The second part is Orwell making the case for socialism while critiquing its most avid proponents. Maybe if I had read this book when I was back in college, with all the idealism of a young radical liberal and no knowledge at all of the millions of corpses claimed by those damn murderous socialists in the USSR, I may have bought his argument for socialism hook, line, and sinker. At the same time, Orwell did not make a one-sided sell of socialism. In fact, he presented a very nuanced critique of socialism, or more accurately, intellectual socialists whom I see as the radical leftists SJWs of today.

He describes these people as ideological, arrogant, hypocritical and resentful.

“The truth is that, to many people calling themselves Socialists, revolution does not mean a movement of the masses with which they hope to associate themselves; it means a set of reforms which ‘we’, the clever ones, are going to impose upon ‘them’, the Lower Orders. On the other hand, it would be a mistake to regard the book-trained Socialist as a bloodless creature entirely incapable of emotion. Though seldom giving much evidence of affection for the exploited, he is perfectly capable of displaying hatred – a sort of queer, theoretical, in vacua hatred – against the exploiters. Hence the grand old Socialist sport of denouncing the bourgeoisie. It is strange how easily almost any Socialist writer can lash himself into frenzies of rage against the class to which, by birth or by adoption, he himself invariably belongs.”

In Orwell’s time, the struggle may have been between classes but in our time, it has morphed into a racial/identity type of class distinction. This excerpt specifically makes me think of those self-hating middle-class White liberals, what the left deem as “White allies” and what right-wingers pejoratively call people with “White guilt” and thus feel he may be absolved of his “participation” in the oppression of minorities if he denounces his own racial group and self-flagellate (figuratively, of course). Of course, it’s not just White liberals. This also applies to those “male feminists” who denounce all masculine traits as oppressive to women and “on behalf of all men,” apologize to women for things they’ve never actually done themselves. By doing this, the denouncer feels himself morally superior of those he denounces and it is much easier to hate someone when you feel you have the better moral argument.

I was also struck by this passage as well:

“Under the capitalist system, in order that England may live in comparative comfort, a hundred million Indians must live on the verge of starvation – an evil state of affairs, but you acquiesce in it every time you step into a taxi or eat a plate of strawberries and cream. The alternative is to throw the Empire overboard and reduce England to a cold and unimportant little island where we should all have to work very hard and live mainly on herrings and potatoes. That is the very last thing that any left-winger wants. Yet the left-winger continues to feel that he has no moral responsibility for imperialism. He is perfectly ready to accept the products of Empire and to save his soul by sneering at the people who hold the Empire together.”

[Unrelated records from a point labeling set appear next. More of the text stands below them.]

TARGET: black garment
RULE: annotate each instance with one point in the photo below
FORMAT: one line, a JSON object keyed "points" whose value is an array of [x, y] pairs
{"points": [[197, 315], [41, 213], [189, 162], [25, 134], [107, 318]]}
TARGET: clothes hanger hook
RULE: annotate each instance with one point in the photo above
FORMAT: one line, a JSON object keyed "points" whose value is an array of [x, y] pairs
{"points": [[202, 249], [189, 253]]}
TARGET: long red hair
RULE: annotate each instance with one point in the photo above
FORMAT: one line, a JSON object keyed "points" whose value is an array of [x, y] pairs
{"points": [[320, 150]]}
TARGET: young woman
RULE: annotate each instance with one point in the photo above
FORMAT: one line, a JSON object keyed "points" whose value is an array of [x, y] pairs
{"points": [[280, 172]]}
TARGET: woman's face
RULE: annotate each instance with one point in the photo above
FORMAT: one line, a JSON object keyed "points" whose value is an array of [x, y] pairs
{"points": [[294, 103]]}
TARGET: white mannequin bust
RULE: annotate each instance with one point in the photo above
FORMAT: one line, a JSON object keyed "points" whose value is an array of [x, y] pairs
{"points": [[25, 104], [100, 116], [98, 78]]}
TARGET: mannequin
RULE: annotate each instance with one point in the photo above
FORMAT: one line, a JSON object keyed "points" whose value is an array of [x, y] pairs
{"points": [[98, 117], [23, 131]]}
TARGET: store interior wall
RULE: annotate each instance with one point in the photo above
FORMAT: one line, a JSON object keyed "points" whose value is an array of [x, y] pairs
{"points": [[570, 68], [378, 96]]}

Conservatives often make fun of the socialist who is protesting capitalism while drinking Starbucks and tweeting about their activism on their iPhones, unaware of the irony (or maybe they don’t care?) This is also true with the environmentalist (I should know this well because I used to be one of them.) I thought it immoral that our consumption and way of life caused such negative impacts on the environment. So, I tried to cut whatever I could to limit my “impact.” I didn’t eat meat, brought my own shopping bag, used public transport, only bought used clothing, and more. Probably one of the most radical thing I did was forgo regular shampoo & conditioner sold in drugstores (something about the sulfates in them which poison aquatic life) and made my own, from “natural” ingredients… Needless to say, my hair looked OILY all the time and smelled like apple cider VINEGAR for a good few months. And let me tell you, I DID feel a sort of smugness during this time for my environmental activism. But when push comes to shove, when I could not justify the hypocrisy of why I chose to FLY from the US to Japan and back several times in a year while studying abroad, an action that equals to a whole YEAR of driving, I started to doubt my sincerity towards the cause. I can’t claim to truly care about the environment and take unnecessary trips to foreign countries – especially in the age of instantaneous Internet connection.

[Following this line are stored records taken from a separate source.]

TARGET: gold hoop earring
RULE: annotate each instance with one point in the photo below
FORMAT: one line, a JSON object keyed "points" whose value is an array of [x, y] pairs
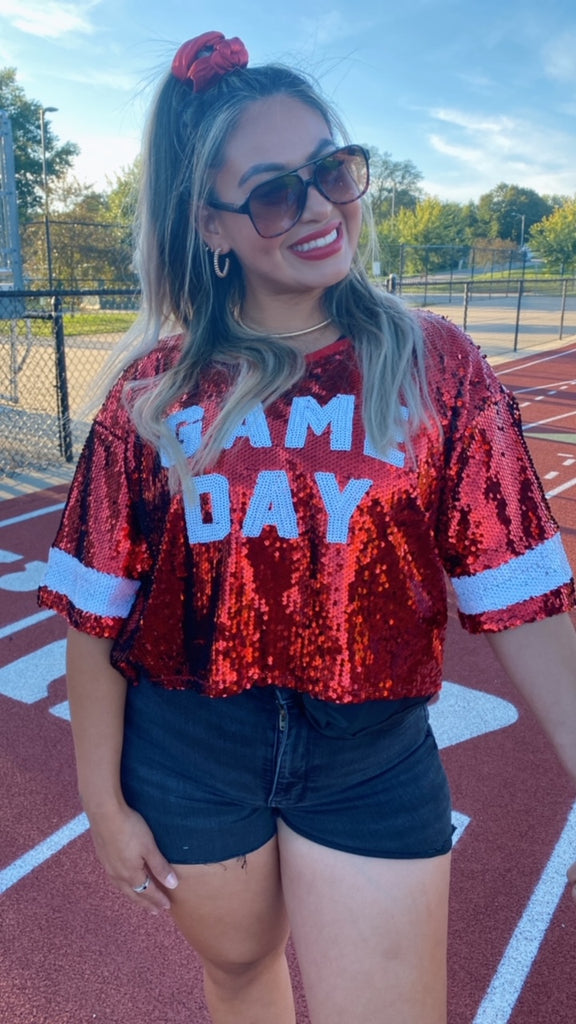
{"points": [[220, 271]]}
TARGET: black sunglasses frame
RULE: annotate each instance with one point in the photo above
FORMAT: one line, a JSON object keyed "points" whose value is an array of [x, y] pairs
{"points": [[306, 183]]}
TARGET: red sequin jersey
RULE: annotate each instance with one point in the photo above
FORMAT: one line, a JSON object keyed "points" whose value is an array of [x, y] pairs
{"points": [[311, 559]]}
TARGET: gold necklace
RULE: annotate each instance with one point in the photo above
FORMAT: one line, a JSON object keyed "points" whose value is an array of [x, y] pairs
{"points": [[286, 334]]}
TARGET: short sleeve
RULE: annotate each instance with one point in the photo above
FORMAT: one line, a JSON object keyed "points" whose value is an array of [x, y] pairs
{"points": [[496, 536], [99, 555]]}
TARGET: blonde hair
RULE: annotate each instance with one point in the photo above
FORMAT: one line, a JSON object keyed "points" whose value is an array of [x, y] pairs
{"points": [[184, 147]]}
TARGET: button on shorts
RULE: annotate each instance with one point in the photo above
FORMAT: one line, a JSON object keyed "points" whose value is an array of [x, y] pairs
{"points": [[212, 775]]}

Okay, sorry, I went totally off-topic. Anyway, I just want to introduce one last quote from Orwell regarding mechanization. He wrote this in 1938 but it rings true even more in current day 2019. It’s a long quote, but it’s really worth reading.

“For man is not, as the vulgarer hedonists seem to suppose, a kind of walking stomach; he has also got a hand, an eye, and a brain. Cease to use your hands, and you have lopped off a huge chunk of your conscious-ness. And now consider again those half-dozen men who were digging the trench for the water-pipe. A machine has set them free from digging, and they are going to amuse themselves with something else – carpentering, for instance. But whatever they want to do, they will find that another machine has set them free from that. For in a fully mechanized world there would be no more need to carpenter, to cook, to mend motor bicycles, etc., than there would be to dig. There is scarcely anything, from catching a whale to carving a cherry stone, that could not conceivably be done by machinery. The machine would even encroach upon the activities we now class as ‘art’; it is doing so already, via the camera and the radio. Mechanize the world as fully as it might be mechanized, and whichever way you turn there will be some machine cutting you off from the chance of working – that is, of living.

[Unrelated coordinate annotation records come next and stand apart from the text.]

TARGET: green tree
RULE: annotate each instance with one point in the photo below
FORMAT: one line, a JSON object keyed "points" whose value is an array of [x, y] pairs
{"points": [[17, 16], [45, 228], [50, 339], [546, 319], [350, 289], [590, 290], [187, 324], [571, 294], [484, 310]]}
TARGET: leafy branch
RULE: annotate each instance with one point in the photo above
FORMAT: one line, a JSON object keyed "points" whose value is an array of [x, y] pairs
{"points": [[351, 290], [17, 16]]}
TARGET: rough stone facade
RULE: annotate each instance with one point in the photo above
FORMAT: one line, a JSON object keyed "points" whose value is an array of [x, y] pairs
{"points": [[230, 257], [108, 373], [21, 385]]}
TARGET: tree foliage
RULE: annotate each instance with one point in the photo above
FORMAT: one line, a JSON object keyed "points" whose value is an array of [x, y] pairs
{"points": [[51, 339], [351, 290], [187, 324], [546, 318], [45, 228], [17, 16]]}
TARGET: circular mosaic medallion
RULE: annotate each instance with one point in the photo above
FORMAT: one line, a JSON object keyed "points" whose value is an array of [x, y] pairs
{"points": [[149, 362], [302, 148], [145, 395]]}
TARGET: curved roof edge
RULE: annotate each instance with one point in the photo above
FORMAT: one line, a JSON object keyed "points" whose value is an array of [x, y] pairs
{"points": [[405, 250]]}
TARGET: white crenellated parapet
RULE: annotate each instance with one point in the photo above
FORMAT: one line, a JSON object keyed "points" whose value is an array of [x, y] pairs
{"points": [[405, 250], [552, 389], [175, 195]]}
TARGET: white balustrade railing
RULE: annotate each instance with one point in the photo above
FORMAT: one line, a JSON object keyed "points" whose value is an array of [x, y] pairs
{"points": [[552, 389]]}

I think our modern society takes for granted how hard life has been for everyone before us, and how life was basically physical work for a majority of human civilization. It is thanks to the Industrial Revolution and capitalism that we have been freed from a lot of this physical work, yet it’s also important to realize the noble and inherent value of actually doing things for yourself (or others), with your own two hands. This is a good reminder for me since I always make the excuse of being clumsy with my hands to avoid doing something by myself.

However, even in this, Orwell cautions us to not fall into the trap of thinking just because we can do something by ourselves that we can call it our own, since most of the hard work has been done for us.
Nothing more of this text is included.